Como
era naturalmente flemático, empezaba su comida con algunas docenas de jamones,
de lenguas de buey ahumadas, botargas morcillas y otras agujas de enhebrar
vino. Mientras tanto, cuatro de sus criados le echaban en la boca
continuamente, uno detrás de otro, paladas de mostaza; bebía un enorme vaso de
vino blanco para confortarse los riñones, y luego comía según la estación, los
manjares de su agrado, hasta que no podía con el vientre. Para beber no tenía
punto fin, ni canon, pues decía que las metas y los límites del beber llegan
cuando la persona bebiente nota que la suela de sus zapatillas alcanza un
grosor de medio pie.
(…)
Dicho
esto, prepararon la comida, para la que, como extraordinario, fueron asados
dieciséis bueyes, tres terneras, treinta y dos terneros, sesenta y tres
cabritos domésticos, trescientos noventa y ocho cochinillos de leche,
doscientas veinte perdices, setecientas becadas, cuatrocientos capones de
Loudonois y Cornausille, seis mil pollos y otros tantos pichones, seiscientos gallineros,
mil cuatrocientas liebres y trescientas tres avutardas.
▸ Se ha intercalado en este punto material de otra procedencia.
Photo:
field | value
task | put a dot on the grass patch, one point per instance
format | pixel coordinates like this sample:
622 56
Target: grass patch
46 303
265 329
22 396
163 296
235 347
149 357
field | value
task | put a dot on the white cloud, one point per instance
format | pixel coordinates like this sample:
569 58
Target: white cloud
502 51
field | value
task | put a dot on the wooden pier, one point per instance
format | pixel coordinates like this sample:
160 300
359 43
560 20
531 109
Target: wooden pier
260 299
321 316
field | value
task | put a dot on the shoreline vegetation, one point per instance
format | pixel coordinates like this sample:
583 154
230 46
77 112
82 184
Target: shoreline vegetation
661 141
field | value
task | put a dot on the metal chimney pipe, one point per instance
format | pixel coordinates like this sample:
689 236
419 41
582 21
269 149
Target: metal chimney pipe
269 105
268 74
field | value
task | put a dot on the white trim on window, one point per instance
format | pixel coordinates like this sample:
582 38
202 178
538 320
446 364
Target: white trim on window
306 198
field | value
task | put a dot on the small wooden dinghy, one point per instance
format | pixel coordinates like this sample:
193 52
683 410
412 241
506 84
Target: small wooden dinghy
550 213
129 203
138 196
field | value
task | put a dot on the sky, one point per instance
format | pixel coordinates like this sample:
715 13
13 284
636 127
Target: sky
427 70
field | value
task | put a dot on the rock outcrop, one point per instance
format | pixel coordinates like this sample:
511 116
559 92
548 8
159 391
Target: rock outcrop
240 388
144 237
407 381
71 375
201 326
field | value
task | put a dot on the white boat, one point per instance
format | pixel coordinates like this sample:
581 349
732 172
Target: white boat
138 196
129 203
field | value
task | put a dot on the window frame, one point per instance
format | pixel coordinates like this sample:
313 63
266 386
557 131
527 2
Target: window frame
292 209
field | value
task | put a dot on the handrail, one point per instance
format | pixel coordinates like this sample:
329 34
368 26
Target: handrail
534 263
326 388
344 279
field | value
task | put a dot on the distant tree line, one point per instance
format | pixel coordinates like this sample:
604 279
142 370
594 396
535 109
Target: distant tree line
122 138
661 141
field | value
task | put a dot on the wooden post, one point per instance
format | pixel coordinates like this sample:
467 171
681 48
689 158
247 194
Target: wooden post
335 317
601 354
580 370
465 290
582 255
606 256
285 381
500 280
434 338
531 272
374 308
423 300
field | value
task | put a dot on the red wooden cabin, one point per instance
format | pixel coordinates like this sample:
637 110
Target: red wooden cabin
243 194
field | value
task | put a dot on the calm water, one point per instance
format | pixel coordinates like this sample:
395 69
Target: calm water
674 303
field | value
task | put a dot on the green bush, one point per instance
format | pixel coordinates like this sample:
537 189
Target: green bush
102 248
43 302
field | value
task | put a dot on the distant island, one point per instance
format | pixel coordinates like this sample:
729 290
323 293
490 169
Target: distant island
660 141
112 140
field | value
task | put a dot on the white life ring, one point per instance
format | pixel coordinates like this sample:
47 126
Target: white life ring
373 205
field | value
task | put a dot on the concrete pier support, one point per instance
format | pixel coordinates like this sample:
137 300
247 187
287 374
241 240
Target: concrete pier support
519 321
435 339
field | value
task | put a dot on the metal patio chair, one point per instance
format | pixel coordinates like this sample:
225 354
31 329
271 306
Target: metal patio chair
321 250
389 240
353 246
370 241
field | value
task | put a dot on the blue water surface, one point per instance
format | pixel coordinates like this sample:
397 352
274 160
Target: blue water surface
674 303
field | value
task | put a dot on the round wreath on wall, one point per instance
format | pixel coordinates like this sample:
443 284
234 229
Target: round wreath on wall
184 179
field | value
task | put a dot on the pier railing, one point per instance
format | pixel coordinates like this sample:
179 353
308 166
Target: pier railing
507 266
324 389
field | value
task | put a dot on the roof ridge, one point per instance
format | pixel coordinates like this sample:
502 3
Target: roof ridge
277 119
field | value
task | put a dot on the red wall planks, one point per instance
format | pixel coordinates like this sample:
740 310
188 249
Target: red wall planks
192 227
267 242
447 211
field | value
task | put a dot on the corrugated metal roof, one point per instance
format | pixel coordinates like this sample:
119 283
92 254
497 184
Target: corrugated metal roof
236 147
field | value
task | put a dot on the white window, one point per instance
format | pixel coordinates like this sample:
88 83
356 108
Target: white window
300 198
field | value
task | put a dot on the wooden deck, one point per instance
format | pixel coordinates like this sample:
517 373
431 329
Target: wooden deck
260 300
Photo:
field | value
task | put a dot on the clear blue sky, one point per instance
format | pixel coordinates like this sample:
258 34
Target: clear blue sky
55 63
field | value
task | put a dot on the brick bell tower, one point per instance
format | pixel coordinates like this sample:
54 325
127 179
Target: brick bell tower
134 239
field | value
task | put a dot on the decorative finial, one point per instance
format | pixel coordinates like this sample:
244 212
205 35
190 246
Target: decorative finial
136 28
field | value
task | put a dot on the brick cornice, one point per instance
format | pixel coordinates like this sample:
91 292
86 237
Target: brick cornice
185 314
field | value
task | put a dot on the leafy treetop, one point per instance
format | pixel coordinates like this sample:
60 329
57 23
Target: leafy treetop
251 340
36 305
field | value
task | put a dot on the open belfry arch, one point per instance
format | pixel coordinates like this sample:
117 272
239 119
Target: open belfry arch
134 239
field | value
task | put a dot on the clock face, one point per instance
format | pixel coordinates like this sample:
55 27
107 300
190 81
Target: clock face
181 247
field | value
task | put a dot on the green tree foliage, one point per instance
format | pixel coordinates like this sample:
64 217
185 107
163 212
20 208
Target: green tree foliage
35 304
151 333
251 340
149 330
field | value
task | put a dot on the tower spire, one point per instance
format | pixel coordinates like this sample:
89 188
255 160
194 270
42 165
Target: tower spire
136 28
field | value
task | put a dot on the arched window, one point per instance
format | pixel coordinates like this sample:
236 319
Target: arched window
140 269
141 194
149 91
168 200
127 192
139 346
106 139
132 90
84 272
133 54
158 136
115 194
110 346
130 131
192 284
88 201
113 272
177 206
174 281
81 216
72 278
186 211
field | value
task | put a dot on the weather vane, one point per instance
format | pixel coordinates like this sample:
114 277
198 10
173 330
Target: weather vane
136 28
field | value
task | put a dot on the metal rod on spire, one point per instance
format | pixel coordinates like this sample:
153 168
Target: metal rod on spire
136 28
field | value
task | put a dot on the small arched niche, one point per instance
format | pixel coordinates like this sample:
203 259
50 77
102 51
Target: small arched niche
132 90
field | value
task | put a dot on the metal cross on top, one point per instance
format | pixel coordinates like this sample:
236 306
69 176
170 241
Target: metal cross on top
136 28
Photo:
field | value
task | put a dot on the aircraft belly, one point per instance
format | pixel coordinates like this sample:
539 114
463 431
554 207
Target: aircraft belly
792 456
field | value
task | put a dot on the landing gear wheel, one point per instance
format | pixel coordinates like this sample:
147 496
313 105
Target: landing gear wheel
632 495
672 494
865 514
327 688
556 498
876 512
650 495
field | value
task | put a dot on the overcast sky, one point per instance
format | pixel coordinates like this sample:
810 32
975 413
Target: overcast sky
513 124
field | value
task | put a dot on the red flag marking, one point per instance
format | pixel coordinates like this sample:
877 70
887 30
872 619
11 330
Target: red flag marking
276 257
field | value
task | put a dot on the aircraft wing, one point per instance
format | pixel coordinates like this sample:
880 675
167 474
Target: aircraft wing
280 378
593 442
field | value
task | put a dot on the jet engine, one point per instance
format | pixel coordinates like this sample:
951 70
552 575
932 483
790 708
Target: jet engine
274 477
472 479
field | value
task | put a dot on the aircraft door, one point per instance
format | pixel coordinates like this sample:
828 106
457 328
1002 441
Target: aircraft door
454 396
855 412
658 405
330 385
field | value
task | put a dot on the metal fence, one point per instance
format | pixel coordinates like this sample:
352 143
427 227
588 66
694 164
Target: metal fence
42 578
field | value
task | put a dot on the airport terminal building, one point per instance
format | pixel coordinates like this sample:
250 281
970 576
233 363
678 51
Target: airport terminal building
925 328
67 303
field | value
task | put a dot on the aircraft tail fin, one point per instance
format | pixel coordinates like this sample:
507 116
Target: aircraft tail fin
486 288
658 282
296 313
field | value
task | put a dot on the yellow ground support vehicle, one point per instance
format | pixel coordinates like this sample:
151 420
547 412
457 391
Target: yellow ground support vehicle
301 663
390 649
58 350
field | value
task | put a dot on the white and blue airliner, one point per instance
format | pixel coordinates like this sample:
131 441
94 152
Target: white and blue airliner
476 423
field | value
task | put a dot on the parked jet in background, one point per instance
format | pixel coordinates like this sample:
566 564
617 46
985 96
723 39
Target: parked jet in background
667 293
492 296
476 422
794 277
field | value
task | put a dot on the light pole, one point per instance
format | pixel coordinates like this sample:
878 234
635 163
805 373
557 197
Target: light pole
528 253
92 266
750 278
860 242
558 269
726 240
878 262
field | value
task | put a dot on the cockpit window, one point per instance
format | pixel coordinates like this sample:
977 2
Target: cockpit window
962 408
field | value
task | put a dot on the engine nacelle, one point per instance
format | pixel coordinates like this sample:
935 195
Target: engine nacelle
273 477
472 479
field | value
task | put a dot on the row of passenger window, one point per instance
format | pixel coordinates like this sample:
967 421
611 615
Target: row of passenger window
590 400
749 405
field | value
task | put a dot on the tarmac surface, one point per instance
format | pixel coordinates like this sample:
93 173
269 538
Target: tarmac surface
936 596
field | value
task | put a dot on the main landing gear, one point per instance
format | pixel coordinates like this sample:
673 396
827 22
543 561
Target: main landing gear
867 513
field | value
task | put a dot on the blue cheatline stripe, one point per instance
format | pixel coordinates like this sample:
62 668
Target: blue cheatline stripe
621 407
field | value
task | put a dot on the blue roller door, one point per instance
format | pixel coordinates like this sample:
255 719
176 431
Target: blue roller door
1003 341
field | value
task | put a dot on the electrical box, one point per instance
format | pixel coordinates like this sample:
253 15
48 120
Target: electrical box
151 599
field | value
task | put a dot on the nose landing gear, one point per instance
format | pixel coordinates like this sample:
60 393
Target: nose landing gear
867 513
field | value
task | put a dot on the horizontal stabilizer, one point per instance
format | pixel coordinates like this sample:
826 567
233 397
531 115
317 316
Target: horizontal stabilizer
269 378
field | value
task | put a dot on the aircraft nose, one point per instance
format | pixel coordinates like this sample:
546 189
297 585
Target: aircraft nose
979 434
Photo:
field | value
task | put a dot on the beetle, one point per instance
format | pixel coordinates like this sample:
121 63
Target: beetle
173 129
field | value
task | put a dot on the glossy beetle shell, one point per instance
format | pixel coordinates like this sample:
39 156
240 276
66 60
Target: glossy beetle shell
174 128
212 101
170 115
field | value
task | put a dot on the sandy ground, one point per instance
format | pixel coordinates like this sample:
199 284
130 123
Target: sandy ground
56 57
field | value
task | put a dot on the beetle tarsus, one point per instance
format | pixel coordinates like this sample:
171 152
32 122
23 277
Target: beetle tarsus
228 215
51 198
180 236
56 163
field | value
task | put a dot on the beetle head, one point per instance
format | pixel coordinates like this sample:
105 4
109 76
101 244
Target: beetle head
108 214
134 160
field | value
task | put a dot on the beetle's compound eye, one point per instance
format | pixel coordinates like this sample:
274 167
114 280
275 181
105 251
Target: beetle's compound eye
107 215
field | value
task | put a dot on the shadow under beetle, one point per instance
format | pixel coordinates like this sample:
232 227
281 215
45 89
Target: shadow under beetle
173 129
Además tuvieron once
jabalíes que les envió el abad de Turpenay, diecisiete ciervos que les regaló
el señor Grandmon, ciento cuarenta faisanes del señor Essars y algunas docenas
de palomas zoritas, cercetas, alondras, chorlitos, zorzales, ánades, avefrías,
ocas, garzas, cigüeñas, aguiluchos, patos, pollos de la India y otros pájaros
abundantes guisados y la mar de verduras. Todo ello fue muy bien dispuesto por
Frippesaulce, Hoschepot y Pilluerius, cocineros de Grandgousier; Ianot, Micquel
y Verrenet sirvieron de beber en abundancia.
(…)
Impónese
el que contemos aquí lo que les sucedió a seis peregrinos que venían de San
Sebastián más allá de Nantes, y para albergarse aquella noche, por miedo a los
enemigos, se ocultaron en
el jardín, debajo de los troncos, entre las coles y las lechugas. Gargantúa se
hallaba un poco irritado y preguntó si podrían traerle unas lechugas para hacer
ensalada. Sabiendo que allí las había mucho más hermosas que en todo el país,
porque eran grandes como ciruelos y nogueras, quiso ir él mismo a buscarlas, trajo
en las manos las que mejor le parecieron, y con ellas a los peregrinos, que
ocultos entre sus hojas, tenían tanto miedo, que no se atrevían ni a toser ni a
hablar. Al lavarlas primero en la fuente, los peregrinos se dijeron en voz
baja:
-¿Qué
es esto? ¡Parece que nadamos entre estas lechugas! ¡Queréis que llamemos? Pero
si gritamos, nos matarán como a espías.
Como
acordaron callar, Gargantúa los echó con las lechugas en una cazuela de la
casa, grande como la tina de Cisteaux, y con aceite, vinagre y sal, se los
comió para refrescar antes de la cena. Ya se había engullido cinco, y el sexto
estaba oculto tras de una hoja, asomando solamente su bordón; Grandgousier lo
vio y dijo a Gargantúa:
-Me
parece que hay ahí un cuerno de limaco; no te lo comas.
-¿Por qué? -repuso éste-. Todo es bueno.
Y
cargando con todo, hasta con el bordón, se comió lindamente al peregrino.
Después bebió un larguísimo trago de vino seco para que le abriera el apetito.